The Man’s voice trailed off. He glanced to the side. His eyes found the painting sitting next to the desk. The Man had yet to mount it above the spinner casing. She Crawled in Stars with Elder Bugs would be the only things for The Man to spin over after the Engi was gone. The Man’s eyes flicked onto the pale child’s face. He followed the massing trunk of elder bugs to their conglomerative roots. He studied the painted glass sky.

The Man had looked upon the painting innumerable times. He’d counted the number of bugs and the number of stars. He’d compared the lines of the Elder Bug roots to the lines of black hair framing the child’s face. He’d stared long into the matching onyx eyes of that face, and wondered what made the child sad.

Yet for all his staring, The Man had never looked for deeper meaning. The men of the stellar church had. The church stellars sermonized on the Elder Bugs. The stellars tried placing the bugs in the pantheon, and what these crawling sky-gods had meant to the ancient golems.

But, those stellars and their sermons never interested The Man. He looked for no new meaning now. To The Man, She Crawled in Stars with Elder Bugs was a thing to look upon; but whatever meaning it held, The Man had long ago made up his mind on. He needed no fresh perspective.

The Man glanced back to the striation fork. It was a river, splitting the Engi landscape. He might never look upon it again after today. He stared long at the two routes, both running north, one into the land of glacial stillness from which he’d just escaped, the other traveling in a similar direction, but to unexplored sky.

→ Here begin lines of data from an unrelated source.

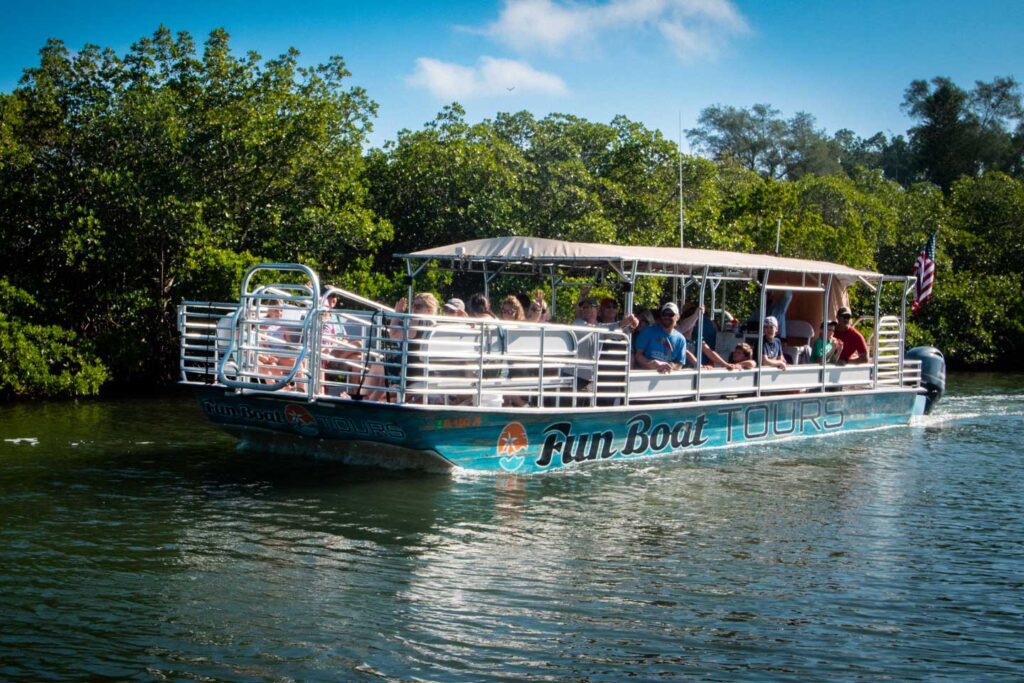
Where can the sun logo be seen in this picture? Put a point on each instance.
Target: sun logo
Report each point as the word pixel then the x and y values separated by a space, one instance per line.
pixel 510 442
pixel 300 420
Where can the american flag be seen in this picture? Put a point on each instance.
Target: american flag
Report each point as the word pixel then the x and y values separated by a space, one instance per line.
pixel 924 269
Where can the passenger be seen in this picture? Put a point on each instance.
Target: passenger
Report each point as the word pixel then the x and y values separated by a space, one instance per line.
pixel 826 344
pixel 771 345
pixel 778 307
pixel 538 311
pixel 587 315
pixel 742 357
pixel 479 306
pixel 608 312
pixel 455 307
pixel 854 349
pixel 644 318
pixel 382 377
pixel 662 347
pixel 512 309
pixel 274 339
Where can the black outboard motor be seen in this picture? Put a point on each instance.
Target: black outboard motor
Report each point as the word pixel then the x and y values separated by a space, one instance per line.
pixel 933 373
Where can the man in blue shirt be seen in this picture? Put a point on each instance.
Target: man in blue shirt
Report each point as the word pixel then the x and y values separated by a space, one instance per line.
pixel 660 346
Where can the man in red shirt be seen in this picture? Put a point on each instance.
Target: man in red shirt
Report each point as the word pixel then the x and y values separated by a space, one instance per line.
pixel 854 347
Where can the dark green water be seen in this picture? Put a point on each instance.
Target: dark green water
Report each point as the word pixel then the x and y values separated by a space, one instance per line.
pixel 135 543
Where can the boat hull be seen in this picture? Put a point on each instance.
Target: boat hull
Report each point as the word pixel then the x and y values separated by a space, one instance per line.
pixel 528 441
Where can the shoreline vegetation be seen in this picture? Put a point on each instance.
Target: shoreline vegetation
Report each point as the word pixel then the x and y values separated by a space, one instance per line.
pixel 131 182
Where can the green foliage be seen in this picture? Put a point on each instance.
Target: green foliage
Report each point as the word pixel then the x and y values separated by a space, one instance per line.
pixel 45 361
pixel 977 319
pixel 129 182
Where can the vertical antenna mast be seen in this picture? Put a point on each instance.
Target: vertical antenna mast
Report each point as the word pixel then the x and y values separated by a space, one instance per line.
pixel 682 229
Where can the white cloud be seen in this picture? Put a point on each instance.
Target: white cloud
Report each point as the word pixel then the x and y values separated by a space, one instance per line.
pixel 693 28
pixel 491 77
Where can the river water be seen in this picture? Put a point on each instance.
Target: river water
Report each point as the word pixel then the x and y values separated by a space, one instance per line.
pixel 136 543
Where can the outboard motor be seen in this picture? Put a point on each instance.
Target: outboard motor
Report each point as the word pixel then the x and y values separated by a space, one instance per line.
pixel 933 373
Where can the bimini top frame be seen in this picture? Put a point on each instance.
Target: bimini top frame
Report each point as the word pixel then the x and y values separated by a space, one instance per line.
pixel 515 255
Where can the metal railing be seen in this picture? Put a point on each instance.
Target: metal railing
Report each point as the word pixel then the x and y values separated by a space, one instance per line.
pixel 281 340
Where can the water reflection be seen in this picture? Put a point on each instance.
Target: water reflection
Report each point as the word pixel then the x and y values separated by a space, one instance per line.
pixel 136 540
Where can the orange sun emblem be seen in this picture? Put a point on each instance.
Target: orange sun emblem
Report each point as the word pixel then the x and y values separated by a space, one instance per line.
pixel 512 439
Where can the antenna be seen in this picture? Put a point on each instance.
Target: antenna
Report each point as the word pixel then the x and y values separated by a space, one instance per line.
pixel 682 226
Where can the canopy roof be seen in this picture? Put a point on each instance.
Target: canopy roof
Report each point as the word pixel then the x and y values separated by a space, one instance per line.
pixel 535 254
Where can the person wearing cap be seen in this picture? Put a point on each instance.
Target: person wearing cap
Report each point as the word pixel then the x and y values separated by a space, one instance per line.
pixel 455 307
pixel 771 345
pixel 587 315
pixel 854 347
pixel 662 347
pixel 826 345
pixel 538 311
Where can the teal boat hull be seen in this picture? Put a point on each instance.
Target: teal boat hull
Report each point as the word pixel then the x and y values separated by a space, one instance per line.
pixel 530 441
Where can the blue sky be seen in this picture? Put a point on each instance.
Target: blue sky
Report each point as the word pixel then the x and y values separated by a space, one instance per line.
pixel 652 60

The Man looked down at the open page of his notebook. The writing seemed somehow different from older entries. The handwriting seemed unsteady, which was understandable. But, even the unsteady lines seemed brighter against the parchment; as though the ink had changed since the glaciers, and taken on new life. The line, “19 day burnables; 25kg Phaen flesh (lean), 20kg Staegon flesh (lean), 8kg Staegon flesh (fat), 2 jars live birdworms, 8 mineral tablets,” stood out to The Man. It seemed a gross surplus after his ordeal.

Another line stuck out: “No artifacts, Human or Golem,”. The Man looked between it, and the two tracks beyond the cracked window.

The Man threw back the rest of his cold bone tea. He set the mug on the rubber mat and turned to retrieve his feather-lined outwear.

The Man had work to do before the stars woke.